Hosted in the hotel’s bamboo-walled Café Nuba, the Cereal Bar boasts a menu of upward of 42 varieties of grain-bred goodness, offering everything from wholesome classics like Cheerios and corn flakes to sugar-spiked servings of Cap’n Crunch and Trix. There are also imported items like Fruity Pebbles, and resident cereal steward Juliana Moore noted that international acquisitions from Europe and even vintage stock are in the works.
Despite the countless choices, availability is subject to change. Recent social-media reports that Boo Berry, available only in the U.S., would make it onto tables brought me out to the Waldorf, but by day two of the Cereal Bar’s opening weekend, the azure-tinted collection of spectre-shaped corn puffs and blueberry-flavoured marshmallows was nowhere to be seen.
Those looking to punch up their regular brunch order can opt for a mini bowl ($3) or indulge themselves fully with a big bowl for another couple of bucks ($5). A more adventurous morning muncher might want to tackle the Big Mix ($6), which flings three different cereals into a palate-expanding, roof-of-the-mouth cutting experience. At $18, the masochistic all-you-can-eat entry, the Cereal Killer, might have even the most extreme sugar junkies rethinking their obsession, though.

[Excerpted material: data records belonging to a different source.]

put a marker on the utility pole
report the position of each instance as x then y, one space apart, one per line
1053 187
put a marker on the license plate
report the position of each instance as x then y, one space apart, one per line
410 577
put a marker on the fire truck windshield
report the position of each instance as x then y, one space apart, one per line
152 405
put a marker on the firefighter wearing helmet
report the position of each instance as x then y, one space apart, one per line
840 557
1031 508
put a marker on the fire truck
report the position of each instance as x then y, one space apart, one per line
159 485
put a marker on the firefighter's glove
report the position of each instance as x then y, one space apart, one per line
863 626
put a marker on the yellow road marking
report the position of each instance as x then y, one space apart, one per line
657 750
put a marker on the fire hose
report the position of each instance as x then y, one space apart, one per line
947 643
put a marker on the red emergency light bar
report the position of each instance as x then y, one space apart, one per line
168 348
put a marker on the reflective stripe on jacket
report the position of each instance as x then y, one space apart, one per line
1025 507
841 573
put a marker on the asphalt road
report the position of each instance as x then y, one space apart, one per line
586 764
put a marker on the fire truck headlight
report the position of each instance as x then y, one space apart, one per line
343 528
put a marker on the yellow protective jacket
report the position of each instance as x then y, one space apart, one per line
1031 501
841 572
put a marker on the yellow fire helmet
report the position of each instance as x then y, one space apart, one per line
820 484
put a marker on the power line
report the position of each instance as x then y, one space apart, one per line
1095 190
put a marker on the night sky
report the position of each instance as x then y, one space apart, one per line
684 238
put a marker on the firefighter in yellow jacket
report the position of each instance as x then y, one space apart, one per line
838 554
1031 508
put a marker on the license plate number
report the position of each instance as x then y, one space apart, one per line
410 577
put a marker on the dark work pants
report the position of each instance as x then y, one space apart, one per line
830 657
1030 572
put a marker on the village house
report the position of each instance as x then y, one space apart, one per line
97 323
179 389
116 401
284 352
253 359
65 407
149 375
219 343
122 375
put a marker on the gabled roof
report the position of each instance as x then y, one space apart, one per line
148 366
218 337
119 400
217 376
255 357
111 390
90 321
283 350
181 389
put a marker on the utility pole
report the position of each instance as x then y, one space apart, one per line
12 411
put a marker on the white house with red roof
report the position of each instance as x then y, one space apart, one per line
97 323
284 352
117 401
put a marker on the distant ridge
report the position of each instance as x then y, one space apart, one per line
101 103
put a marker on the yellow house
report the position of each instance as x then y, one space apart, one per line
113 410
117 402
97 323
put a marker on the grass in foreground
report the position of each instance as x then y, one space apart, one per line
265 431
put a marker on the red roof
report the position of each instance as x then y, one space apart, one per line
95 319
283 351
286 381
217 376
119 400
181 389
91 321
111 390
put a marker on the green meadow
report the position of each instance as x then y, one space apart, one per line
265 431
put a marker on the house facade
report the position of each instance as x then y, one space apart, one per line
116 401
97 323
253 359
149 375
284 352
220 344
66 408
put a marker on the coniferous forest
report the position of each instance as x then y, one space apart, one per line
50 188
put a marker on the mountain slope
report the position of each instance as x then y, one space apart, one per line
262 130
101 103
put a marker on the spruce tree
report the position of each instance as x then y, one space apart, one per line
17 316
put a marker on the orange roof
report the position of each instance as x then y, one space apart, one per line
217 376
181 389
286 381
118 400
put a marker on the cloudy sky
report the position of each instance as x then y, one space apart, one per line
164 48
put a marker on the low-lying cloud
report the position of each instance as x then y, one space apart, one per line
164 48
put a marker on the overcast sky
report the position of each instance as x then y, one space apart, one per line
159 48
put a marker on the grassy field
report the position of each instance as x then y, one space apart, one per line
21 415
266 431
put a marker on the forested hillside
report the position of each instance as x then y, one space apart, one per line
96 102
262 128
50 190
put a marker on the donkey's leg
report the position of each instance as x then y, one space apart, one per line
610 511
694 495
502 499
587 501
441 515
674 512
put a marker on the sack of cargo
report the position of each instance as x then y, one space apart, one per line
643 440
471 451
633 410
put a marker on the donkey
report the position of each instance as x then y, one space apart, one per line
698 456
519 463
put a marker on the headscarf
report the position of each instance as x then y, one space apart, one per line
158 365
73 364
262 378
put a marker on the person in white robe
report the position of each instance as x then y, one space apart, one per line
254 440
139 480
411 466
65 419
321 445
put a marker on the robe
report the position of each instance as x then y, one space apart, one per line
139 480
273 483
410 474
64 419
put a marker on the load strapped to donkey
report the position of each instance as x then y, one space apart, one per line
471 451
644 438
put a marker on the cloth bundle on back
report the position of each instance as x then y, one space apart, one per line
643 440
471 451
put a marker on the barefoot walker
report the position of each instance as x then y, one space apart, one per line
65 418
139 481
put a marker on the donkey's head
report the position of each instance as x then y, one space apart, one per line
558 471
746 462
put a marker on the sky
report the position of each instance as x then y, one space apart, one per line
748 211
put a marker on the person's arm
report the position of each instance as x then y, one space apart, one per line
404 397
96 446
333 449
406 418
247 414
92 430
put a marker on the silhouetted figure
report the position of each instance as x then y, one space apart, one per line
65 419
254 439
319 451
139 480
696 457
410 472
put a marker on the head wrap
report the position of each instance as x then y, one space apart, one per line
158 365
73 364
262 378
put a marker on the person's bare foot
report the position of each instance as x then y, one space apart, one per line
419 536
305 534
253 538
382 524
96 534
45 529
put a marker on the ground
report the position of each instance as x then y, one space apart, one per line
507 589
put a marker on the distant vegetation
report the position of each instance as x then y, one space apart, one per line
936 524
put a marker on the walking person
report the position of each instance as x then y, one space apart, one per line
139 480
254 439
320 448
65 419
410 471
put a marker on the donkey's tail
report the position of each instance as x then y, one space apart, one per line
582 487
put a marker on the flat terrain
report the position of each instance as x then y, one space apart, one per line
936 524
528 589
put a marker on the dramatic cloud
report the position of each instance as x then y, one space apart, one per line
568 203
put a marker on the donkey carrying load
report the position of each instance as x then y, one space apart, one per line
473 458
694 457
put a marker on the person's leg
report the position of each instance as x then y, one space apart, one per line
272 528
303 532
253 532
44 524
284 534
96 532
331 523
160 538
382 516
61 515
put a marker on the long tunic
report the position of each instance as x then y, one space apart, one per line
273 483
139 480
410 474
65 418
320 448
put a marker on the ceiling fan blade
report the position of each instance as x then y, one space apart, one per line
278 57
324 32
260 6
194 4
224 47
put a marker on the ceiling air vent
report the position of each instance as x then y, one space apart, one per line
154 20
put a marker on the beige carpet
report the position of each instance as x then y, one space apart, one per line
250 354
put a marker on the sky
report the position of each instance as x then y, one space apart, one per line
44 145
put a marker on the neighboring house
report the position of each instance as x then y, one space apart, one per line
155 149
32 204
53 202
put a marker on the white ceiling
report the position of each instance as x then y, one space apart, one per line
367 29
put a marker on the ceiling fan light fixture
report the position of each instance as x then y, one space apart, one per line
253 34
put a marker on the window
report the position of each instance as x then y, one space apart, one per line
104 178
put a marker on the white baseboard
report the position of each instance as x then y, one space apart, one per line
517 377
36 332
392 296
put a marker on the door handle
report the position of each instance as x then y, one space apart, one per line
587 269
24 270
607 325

My brunchmate and I both selected the Cereal Flight ($8), which serves up three mini bowls of your choice. Essentially a classier take on the Kellogg’s Snack-Pak sampler, your selections arrive on a cutting board armed with a silver spoon and a quarter-litre carafe of milk.
Although traditional moo juice is available, dairy doubters can soak their servings with almond, rice, or soy milk.
My companion ordered Lucky Charms, but a lack of Life and Cinnamon Toast Crunch led her to roll with Apple Jacks and quinoa puffs.
However, the server did apologize for the absent cereals and offered us a free order add-on item. Although an assortment of nuts and fruits were available, decadent chocolate chips garnished the breakfast-time booty.
Because the elusive Boo Berry wasn’t around, I went with a bowl of fellow General Mills ghoulish grain Franken Berry. Curiously also ghost-shaped, these neon-pink bits stole the show with a faux-strawberry flavour and added a fuchsia hue to the soon-to-be-slurped-up sea of almond milk. Cookie Crisp was less impressive, making it a wonder that the Cookie Crook spent the 1980s and ’90s trying to steal some of the barely chocolate-flecked, flavourless discs. I resorted to a crunchy round of granola-heavy Kashi to counter a potential sugar coma.
The Waldorf’s Cereal Bar clearly isn’t haute cuisine, nor is it intended to be. If, however, you’re a morning sugar addict looking to skip pre-meal wait times or a border lineup to get some U.S. breakfast favourites, this quick and fun fix is definitely worth shining your spoon for.